In yesterday’s newsletter, we asked you for your assessment of menopausal hormone replacement therapy (HRT).

  • A little over a third said “It can be medically beneficial, but has some minor drawbacks”
  • A little under a third said “It helps, but at the cost of increased cancer risk; not worth it”
  • Almost as many said “It’s a wondrous cure-all that makes you happier, healthier, and smell nice too”
  • Four said “It is a dangerous scam and a sham; “au naturel” is the way to go”

So what does the science say?

Which HRT?

One subscriber who voted for “It’s a wondrous cure-all that makes you healthier, happier, and smell nice too” wrote to add:

❝My answer is based on biodentical hormone replacement therapy. Your survey did not specify.❞

And that’s an important distinction! We did indeed mean bioidentical HRT, because, being completely honest here, this European writer had no idea that Premarin etc were still in such wide circulation in the US.

So to quickly clear up any confusion:

  • Bioidentical hormones: these are (as the name suggests) identical on a molecular level to the kind produced by humans.
  • Conjugated Equine Estrogens: such as Premarin, come from animals. Indeed, the name “Premarin” comes from “pregnant mare urine”, the substance used to make it.

There are also hormone analogs, such as medroxyprogesterone acetate, which is a progestin and not the same thing as progesterone. Hormone analogs such as the aforementioned MPA are again, a predominantly-American thing—though they did test it first in third-world countries, after testing it on animals and finding it gave them various kinds of cancer (breast, cervical, ovarian, uterine).

A quick jumping-off point if you’re interested in that:

Depot medroxyprogesterone acetate and the risk of breast and gynecologic cancer

this is about its use as a contraceptive (so, much lower doses needed), but it is the same thing sometimes given in the US as part of menopausal HRT. You will note that the date on that research is 1996; DMPA is not exactly cutting-edge and was first widely used in the 1950s.

Similarly, CEEs (like Premarin) have been used since the 1930s, while estradiol (bioidentical estrogen) has been in use since the 1970s.

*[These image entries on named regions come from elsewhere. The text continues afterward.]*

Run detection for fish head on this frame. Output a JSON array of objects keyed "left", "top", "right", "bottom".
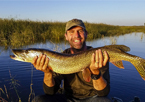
[{"left": 10, "top": 49, "right": 41, "bottom": 63}]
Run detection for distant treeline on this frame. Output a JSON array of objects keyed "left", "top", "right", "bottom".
[{"left": 0, "top": 18, "right": 145, "bottom": 48}]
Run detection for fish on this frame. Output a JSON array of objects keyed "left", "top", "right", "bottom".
[{"left": 10, "top": 45, "right": 145, "bottom": 80}]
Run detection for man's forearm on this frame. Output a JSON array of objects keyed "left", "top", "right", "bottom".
[{"left": 43, "top": 73, "right": 55, "bottom": 87}]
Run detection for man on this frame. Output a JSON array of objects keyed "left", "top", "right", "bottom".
[{"left": 32, "top": 19, "right": 110, "bottom": 102}]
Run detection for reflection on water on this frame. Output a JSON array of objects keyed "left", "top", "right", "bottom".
[{"left": 0, "top": 33, "right": 145, "bottom": 102}]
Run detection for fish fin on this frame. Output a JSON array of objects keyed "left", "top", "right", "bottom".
[
  {"left": 82, "top": 68, "right": 91, "bottom": 82},
  {"left": 111, "top": 60, "right": 124, "bottom": 69},
  {"left": 104, "top": 45, "right": 130, "bottom": 52},
  {"left": 131, "top": 57, "right": 145, "bottom": 80}
]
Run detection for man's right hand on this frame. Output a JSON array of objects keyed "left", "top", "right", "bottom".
[
  {"left": 32, "top": 54, "right": 52, "bottom": 73},
  {"left": 31, "top": 54, "right": 55, "bottom": 87}
]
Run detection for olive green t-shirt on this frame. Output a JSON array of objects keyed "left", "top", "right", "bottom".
[{"left": 43, "top": 46, "right": 110, "bottom": 98}]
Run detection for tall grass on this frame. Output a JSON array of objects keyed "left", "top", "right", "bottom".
[{"left": 0, "top": 18, "right": 145, "bottom": 48}]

In short: we recommend being wary of those older kinds and mostly won’t be talking about them here.

Bioidentical hormones are safer: True or False?

True! This is an open-and-shut case:

❝Physiological data and clinical outcomes demonstrate that bioidentical hormones are associated with lower risks, including the risk of breast cancer and cardiovascular disease, and are more efficacious than their synthetic and animal-derived counterparts.

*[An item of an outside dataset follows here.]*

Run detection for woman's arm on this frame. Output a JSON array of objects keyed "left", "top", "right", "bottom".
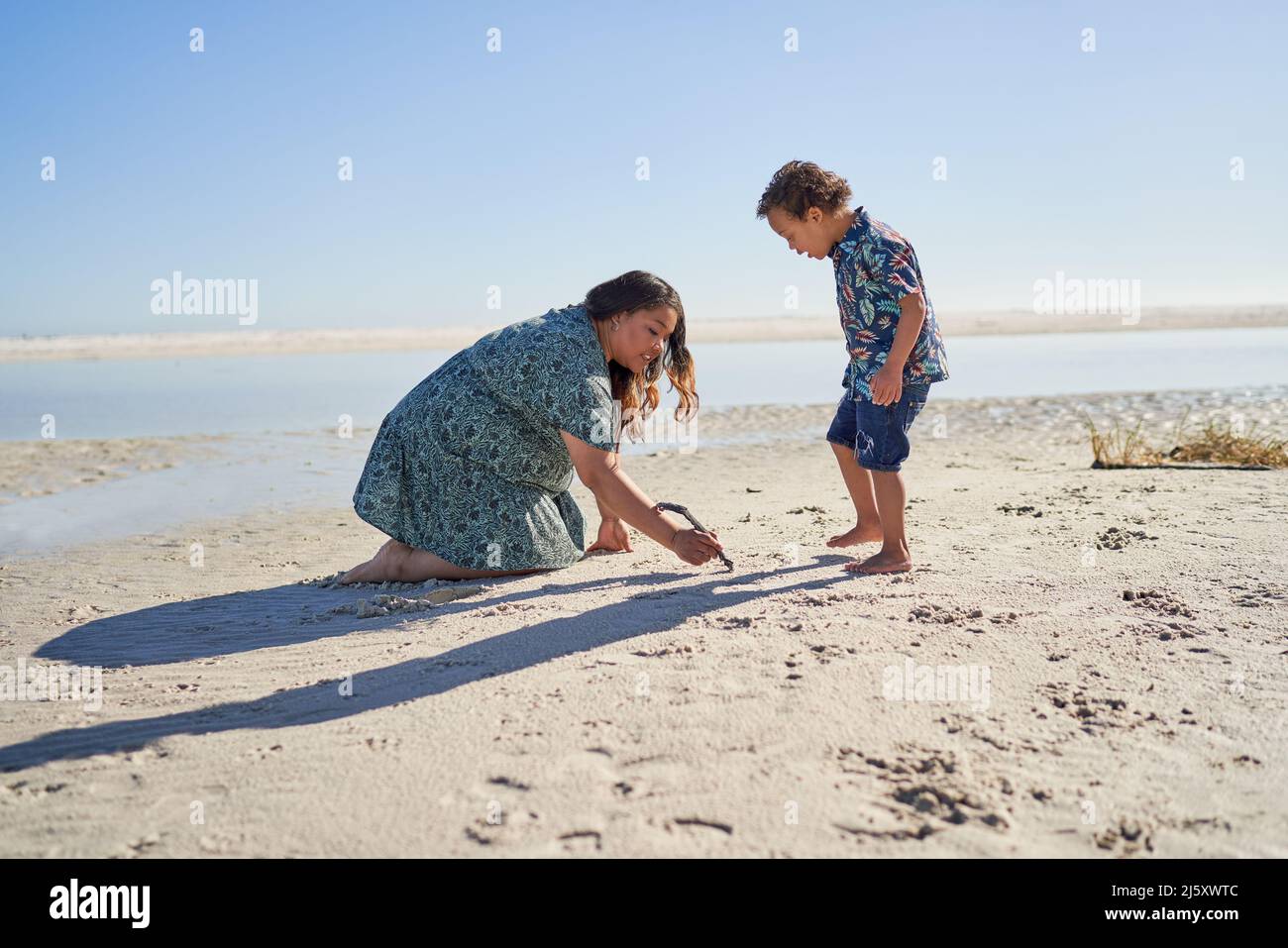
[
  {"left": 592, "top": 451, "right": 622, "bottom": 523},
  {"left": 559, "top": 430, "right": 724, "bottom": 566}
]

Until evidence is found to the contrary, bioidentical hormones remain the preferred method of HRT. ❞

Further research since that review has further backed up its findings.

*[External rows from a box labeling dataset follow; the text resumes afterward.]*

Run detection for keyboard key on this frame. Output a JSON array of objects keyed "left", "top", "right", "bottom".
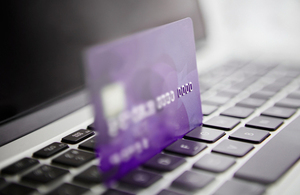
[
  {"left": 261, "top": 106, "right": 296, "bottom": 119},
  {"left": 87, "top": 123, "right": 95, "bottom": 130},
  {"left": 287, "top": 91, "right": 300, "bottom": 99},
  {"left": 52, "top": 149, "right": 95, "bottom": 167},
  {"left": 1, "top": 157, "right": 39, "bottom": 175},
  {"left": 275, "top": 98, "right": 300, "bottom": 108},
  {"left": 194, "top": 153, "right": 235, "bottom": 173},
  {"left": 78, "top": 137, "right": 96, "bottom": 152},
  {"left": 74, "top": 165, "right": 102, "bottom": 183},
  {"left": 217, "top": 89, "right": 240, "bottom": 98},
  {"left": 184, "top": 126, "right": 225, "bottom": 143},
  {"left": 229, "top": 127, "right": 270, "bottom": 144},
  {"left": 48, "top": 183, "right": 89, "bottom": 195},
  {"left": 236, "top": 98, "right": 266, "bottom": 108},
  {"left": 235, "top": 114, "right": 300, "bottom": 184},
  {"left": 121, "top": 169, "right": 162, "bottom": 188},
  {"left": 33, "top": 142, "right": 69, "bottom": 158},
  {"left": 250, "top": 90, "right": 276, "bottom": 100},
  {"left": 213, "top": 179, "right": 265, "bottom": 195},
  {"left": 61, "top": 129, "right": 95, "bottom": 144},
  {"left": 203, "top": 116, "right": 240, "bottom": 130},
  {"left": 262, "top": 83, "right": 285, "bottom": 93},
  {"left": 0, "top": 183, "right": 36, "bottom": 195},
  {"left": 212, "top": 140, "right": 254, "bottom": 157},
  {"left": 202, "top": 104, "right": 218, "bottom": 116},
  {"left": 0, "top": 177, "right": 6, "bottom": 188},
  {"left": 172, "top": 171, "right": 214, "bottom": 191},
  {"left": 143, "top": 154, "right": 186, "bottom": 171},
  {"left": 157, "top": 190, "right": 183, "bottom": 195},
  {"left": 22, "top": 165, "right": 69, "bottom": 183},
  {"left": 102, "top": 189, "right": 134, "bottom": 195},
  {"left": 165, "top": 139, "right": 207, "bottom": 156},
  {"left": 202, "top": 96, "right": 230, "bottom": 106},
  {"left": 221, "top": 106, "right": 254, "bottom": 118},
  {"left": 246, "top": 116, "right": 283, "bottom": 131}
]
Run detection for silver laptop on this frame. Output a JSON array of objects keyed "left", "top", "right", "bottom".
[{"left": 0, "top": 0, "right": 300, "bottom": 195}]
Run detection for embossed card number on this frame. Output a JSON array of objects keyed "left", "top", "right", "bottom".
[{"left": 86, "top": 18, "right": 202, "bottom": 180}]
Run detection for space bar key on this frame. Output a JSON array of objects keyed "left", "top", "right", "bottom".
[{"left": 234, "top": 116, "right": 300, "bottom": 184}]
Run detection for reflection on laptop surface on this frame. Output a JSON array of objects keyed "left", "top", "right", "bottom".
[{"left": 0, "top": 0, "right": 300, "bottom": 194}]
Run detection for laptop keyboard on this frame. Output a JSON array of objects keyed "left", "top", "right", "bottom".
[{"left": 0, "top": 62, "right": 300, "bottom": 195}]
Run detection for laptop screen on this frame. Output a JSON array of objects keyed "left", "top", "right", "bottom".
[{"left": 0, "top": 0, "right": 205, "bottom": 142}]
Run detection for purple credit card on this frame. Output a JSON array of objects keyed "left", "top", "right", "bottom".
[{"left": 86, "top": 18, "right": 202, "bottom": 181}]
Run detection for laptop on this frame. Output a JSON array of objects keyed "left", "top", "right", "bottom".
[{"left": 0, "top": 0, "right": 300, "bottom": 194}]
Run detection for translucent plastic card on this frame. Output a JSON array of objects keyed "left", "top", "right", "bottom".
[{"left": 86, "top": 18, "right": 202, "bottom": 183}]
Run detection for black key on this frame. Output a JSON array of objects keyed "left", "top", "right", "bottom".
[
  {"left": 87, "top": 123, "right": 95, "bottom": 130},
  {"left": 61, "top": 129, "right": 94, "bottom": 144},
  {"left": 172, "top": 171, "right": 214, "bottom": 191},
  {"left": 157, "top": 190, "right": 183, "bottom": 195},
  {"left": 121, "top": 169, "right": 162, "bottom": 188},
  {"left": 165, "top": 139, "right": 207, "bottom": 156},
  {"left": 52, "top": 149, "right": 95, "bottom": 167},
  {"left": 143, "top": 154, "right": 186, "bottom": 171},
  {"left": 203, "top": 116, "right": 240, "bottom": 130},
  {"left": 0, "top": 183, "right": 36, "bottom": 195},
  {"left": 33, "top": 142, "right": 69, "bottom": 158},
  {"left": 213, "top": 179, "right": 266, "bottom": 195},
  {"left": 221, "top": 106, "right": 254, "bottom": 118},
  {"left": 184, "top": 126, "right": 225, "bottom": 143},
  {"left": 235, "top": 117, "right": 300, "bottom": 184},
  {"left": 47, "top": 183, "right": 89, "bottom": 195},
  {"left": 250, "top": 90, "right": 276, "bottom": 100},
  {"left": 202, "top": 96, "right": 230, "bottom": 106},
  {"left": 22, "top": 165, "right": 69, "bottom": 183},
  {"left": 1, "top": 157, "right": 39, "bottom": 175},
  {"left": 78, "top": 137, "right": 96, "bottom": 152},
  {"left": 202, "top": 104, "right": 218, "bottom": 116},
  {"left": 102, "top": 189, "right": 134, "bottom": 195},
  {"left": 246, "top": 116, "right": 283, "bottom": 131},
  {"left": 287, "top": 91, "right": 300, "bottom": 99},
  {"left": 194, "top": 153, "right": 235, "bottom": 173},
  {"left": 236, "top": 98, "right": 266, "bottom": 108},
  {"left": 275, "top": 98, "right": 300, "bottom": 108},
  {"left": 261, "top": 106, "right": 296, "bottom": 119},
  {"left": 212, "top": 140, "right": 254, "bottom": 157},
  {"left": 229, "top": 127, "right": 270, "bottom": 144},
  {"left": 74, "top": 165, "right": 102, "bottom": 183}
]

Source: Are Bioidentical Hormones Safer or More Efficacious than Other Commonly Used Versions in HRT?

So simply, if you’re going on HRT (estrogen and/or progesterone), you might want to check it’s the bioidentical kind.

HRT can increase the risk of breast cancer: True or False?

Contingently True, but for most people, there is no significant increase in risk.

First: again, we’re talking bioidentical hormones, and in this case, estradiol. Older animal-derived attempts had much higher risks with much lesser efficaciousness.

There have been so many studies on this (alas, none that have been publicised enough to undo the bad PR in the wake of old-fashioned HRT from before the 70s), but here’s a systematic review that highlights some very important things:

❝Estradiol-only therapy carries no risk for breast cancer, while the breast cancer risk varies according to the type of progestogen.

Estradiol therapy combined with medroxyprogesterone, norethisterone and levonorgestrel related to an increased risk of breast cancer, estradiol therapy combined with dydrogesterone and progesterone carries no risk❞

In fewer words:

  • Estradiol by itself: no increased risk of breast cancer
  • Estradiol with MDPA or other progestogens that aren’t really progesterone: increased risk of breast cancer
  • Estradiol with actual progesterone: back to no increased risk of breast cancer

Source: Estradiol therapy and breast cancer risk in perimenopausal and postmenopausal women: a systematic review and meta-analysis

So again, you might want to make sure you are getting actual bioidentical hormones, and not something else!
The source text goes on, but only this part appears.